5. Vegetated Parking Islands That Bring Life to Asphalt
Why Every Parking Row Needs a Landscape Break
Parking islands are the landscaped areas between rows of parking spaces.
They serve several purposes:
• Break up large expanses of pavement
• Provide space for trees
• Capture and absorb stormwater
• Improve the visual character of the site
Without them, parking lots are giant baking sheets, not meant for humans.
Plants That Survive Tough Parking Lot Conditions
Parking lots are not easy places for plants to thrive. They deal with heat, reflected sunlight, compacted soil, mechanical damage from cars, and occasional winter salt exposure.
You’ll need to check your local conditions, but some top performers include:
• Hackberry
• Willow Oak
• Red maple cultivars
• Serviceberry
• Ornamental grasses
• Groundcover roses
Selecting resilient plants supports the long-term success of parking lot landscaping.
Designing Islands That Actually Protect Trees
One design move is allowing water from the pavement to drain into planting islands. This approach feeds trees with natural rainfall rather than sending that water straight into storm drains, but you also need to make sure the tree pit drains.
I’ve seen trees thrive on parking lot runoff. It turns out that a little stormwater can be a valuable resource when managed properly. That’s gallons of free water being applied to trees that they normally wouldn’t receive.
Smart Design Principles That Make Green Parking Lots Work
Soil Volume Matters More Than You Think
Healthy landscapes start underground. Trees and plants need enough soil to support their root systems. It isn’t possible to get a grand, broad canopy from a tree that’s planted in a four-foot by four-foot pit. When planting areas are too small, plants struggle no matter how much attention and care they receive.
Providing generous soil volume is one of the best investments a designer can make.
Native Plants Are the Real MVPs
Native plants are the pillars of sustainable landscapes. They tolerate local weather conditions, support wildlife, and require less maintenance once established.

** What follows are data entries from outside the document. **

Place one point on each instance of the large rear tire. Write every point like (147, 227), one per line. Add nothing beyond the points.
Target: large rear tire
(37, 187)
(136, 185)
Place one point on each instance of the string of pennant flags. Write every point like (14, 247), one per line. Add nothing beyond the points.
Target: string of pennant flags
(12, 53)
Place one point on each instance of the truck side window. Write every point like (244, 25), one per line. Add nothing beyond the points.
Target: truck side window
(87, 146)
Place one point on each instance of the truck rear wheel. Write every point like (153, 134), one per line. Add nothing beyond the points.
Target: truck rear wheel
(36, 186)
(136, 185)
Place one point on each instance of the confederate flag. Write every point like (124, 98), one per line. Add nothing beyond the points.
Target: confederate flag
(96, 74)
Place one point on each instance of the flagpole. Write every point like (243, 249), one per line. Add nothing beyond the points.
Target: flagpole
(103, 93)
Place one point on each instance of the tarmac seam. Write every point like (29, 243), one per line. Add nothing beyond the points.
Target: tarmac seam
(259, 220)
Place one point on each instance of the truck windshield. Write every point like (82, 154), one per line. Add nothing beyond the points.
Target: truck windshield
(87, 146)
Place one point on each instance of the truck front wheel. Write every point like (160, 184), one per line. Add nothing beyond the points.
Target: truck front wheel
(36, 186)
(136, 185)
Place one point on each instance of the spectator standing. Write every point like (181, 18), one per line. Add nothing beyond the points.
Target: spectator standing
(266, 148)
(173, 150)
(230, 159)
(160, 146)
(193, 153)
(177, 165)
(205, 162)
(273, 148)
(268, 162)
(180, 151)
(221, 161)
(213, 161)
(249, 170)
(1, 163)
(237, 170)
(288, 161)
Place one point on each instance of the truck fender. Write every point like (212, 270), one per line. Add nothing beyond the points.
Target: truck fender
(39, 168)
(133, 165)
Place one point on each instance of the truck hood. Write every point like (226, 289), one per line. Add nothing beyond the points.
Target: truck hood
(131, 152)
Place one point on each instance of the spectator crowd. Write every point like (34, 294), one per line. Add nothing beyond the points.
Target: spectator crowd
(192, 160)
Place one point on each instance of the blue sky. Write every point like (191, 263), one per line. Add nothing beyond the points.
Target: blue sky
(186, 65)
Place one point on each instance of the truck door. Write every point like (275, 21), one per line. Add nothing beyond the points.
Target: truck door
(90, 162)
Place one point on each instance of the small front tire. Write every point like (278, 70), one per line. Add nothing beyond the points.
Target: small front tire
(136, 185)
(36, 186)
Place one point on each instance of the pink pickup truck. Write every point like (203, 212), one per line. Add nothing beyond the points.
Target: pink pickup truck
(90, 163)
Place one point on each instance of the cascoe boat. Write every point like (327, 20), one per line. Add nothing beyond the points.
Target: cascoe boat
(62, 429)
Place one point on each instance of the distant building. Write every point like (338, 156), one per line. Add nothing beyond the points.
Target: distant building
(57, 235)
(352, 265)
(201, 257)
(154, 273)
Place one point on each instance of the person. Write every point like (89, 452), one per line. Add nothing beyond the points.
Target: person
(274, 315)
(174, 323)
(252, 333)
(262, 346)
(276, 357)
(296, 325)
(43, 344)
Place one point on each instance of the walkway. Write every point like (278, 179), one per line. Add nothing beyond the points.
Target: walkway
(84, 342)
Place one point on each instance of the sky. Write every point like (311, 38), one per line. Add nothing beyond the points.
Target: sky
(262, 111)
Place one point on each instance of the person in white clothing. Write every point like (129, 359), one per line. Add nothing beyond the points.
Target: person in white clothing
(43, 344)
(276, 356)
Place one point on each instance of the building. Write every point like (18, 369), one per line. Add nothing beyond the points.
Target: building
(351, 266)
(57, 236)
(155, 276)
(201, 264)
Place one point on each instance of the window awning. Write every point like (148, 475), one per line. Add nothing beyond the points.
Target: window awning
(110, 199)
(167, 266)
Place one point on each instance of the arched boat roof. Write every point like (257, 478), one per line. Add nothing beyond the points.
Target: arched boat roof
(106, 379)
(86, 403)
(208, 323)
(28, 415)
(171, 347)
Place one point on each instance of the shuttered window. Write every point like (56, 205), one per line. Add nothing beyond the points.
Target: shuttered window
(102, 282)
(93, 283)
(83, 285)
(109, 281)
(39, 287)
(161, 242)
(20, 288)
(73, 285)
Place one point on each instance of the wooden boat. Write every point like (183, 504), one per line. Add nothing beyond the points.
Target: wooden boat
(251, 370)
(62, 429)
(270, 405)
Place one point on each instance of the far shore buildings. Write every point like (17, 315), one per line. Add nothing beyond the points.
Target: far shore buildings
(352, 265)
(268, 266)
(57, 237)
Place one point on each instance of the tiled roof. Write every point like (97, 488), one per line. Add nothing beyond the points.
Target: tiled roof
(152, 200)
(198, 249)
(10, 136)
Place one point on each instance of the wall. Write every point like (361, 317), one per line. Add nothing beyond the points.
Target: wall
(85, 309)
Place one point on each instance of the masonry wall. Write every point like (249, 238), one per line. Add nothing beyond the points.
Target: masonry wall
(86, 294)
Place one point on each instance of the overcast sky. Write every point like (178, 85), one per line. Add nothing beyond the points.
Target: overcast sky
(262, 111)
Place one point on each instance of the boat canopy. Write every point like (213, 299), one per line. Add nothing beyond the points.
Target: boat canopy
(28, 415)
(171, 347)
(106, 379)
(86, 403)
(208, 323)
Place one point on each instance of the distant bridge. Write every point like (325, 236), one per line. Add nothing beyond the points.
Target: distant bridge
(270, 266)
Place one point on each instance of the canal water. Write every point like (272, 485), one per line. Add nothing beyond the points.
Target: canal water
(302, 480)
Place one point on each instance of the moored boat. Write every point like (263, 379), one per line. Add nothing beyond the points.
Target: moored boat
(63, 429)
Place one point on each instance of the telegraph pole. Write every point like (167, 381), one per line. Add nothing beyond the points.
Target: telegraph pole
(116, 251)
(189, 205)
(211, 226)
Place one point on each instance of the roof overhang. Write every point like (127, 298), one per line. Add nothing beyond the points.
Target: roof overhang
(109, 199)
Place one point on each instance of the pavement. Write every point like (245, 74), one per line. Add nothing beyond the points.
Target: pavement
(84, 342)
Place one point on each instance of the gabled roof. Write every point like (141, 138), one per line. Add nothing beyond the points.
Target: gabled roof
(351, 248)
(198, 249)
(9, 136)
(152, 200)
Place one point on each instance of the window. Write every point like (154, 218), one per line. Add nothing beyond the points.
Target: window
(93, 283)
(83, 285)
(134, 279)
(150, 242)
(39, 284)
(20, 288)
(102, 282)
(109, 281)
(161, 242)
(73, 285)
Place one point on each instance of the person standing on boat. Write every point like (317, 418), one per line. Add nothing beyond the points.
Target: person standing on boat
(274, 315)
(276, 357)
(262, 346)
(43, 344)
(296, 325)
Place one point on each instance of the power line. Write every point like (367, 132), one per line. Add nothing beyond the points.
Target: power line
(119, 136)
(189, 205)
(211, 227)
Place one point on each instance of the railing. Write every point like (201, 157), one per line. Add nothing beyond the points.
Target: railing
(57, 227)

In stormwater landscapes, especially, native grasses and perennials perform like champs.
Maintenance Keeps the System Healthy
Even the most intelligent design needs maintenance. Rain gardens need regular watering during the establishment period. Bioswales may require sediment removal. Trees benefit from proper pruning and care.
Fortunately, most green parking lot landscapes require no more maintenance than traditional landscaping, and often less once plants mature and cover more area.
The Future of Parking Lot Design
For the good of our communities, parking lots are evolving. Cities and communities are recognizing that these giant-sized paved areas can play an important role in managing stormwater and reducing urban heat.
Instead of being environmental problems, parking lots can become part of the solution. Landscape architects around the Country are increasingly designing parking areas that function like small ecosystems. Water is routinely captured, filtered, and reused. Trees provide shade, food, and habitat for wildlife.
It’s a far cry from the harsh asphalt fields we’ve grown used to.
Conclusion: Turning the Most Ignored Space into an Asset
Parking lots are easily the most overlooked landscapes in our built environment. They’re often designed as an afterthought. Basically, most meet the requirement for a certain number of parking stalls and the leftover space between the building and the property line.
Typically, they are large, hot, and visually uninspiring tracts of land. But with a little creativity and smart design, they can become some of the most productive landscapes on a property.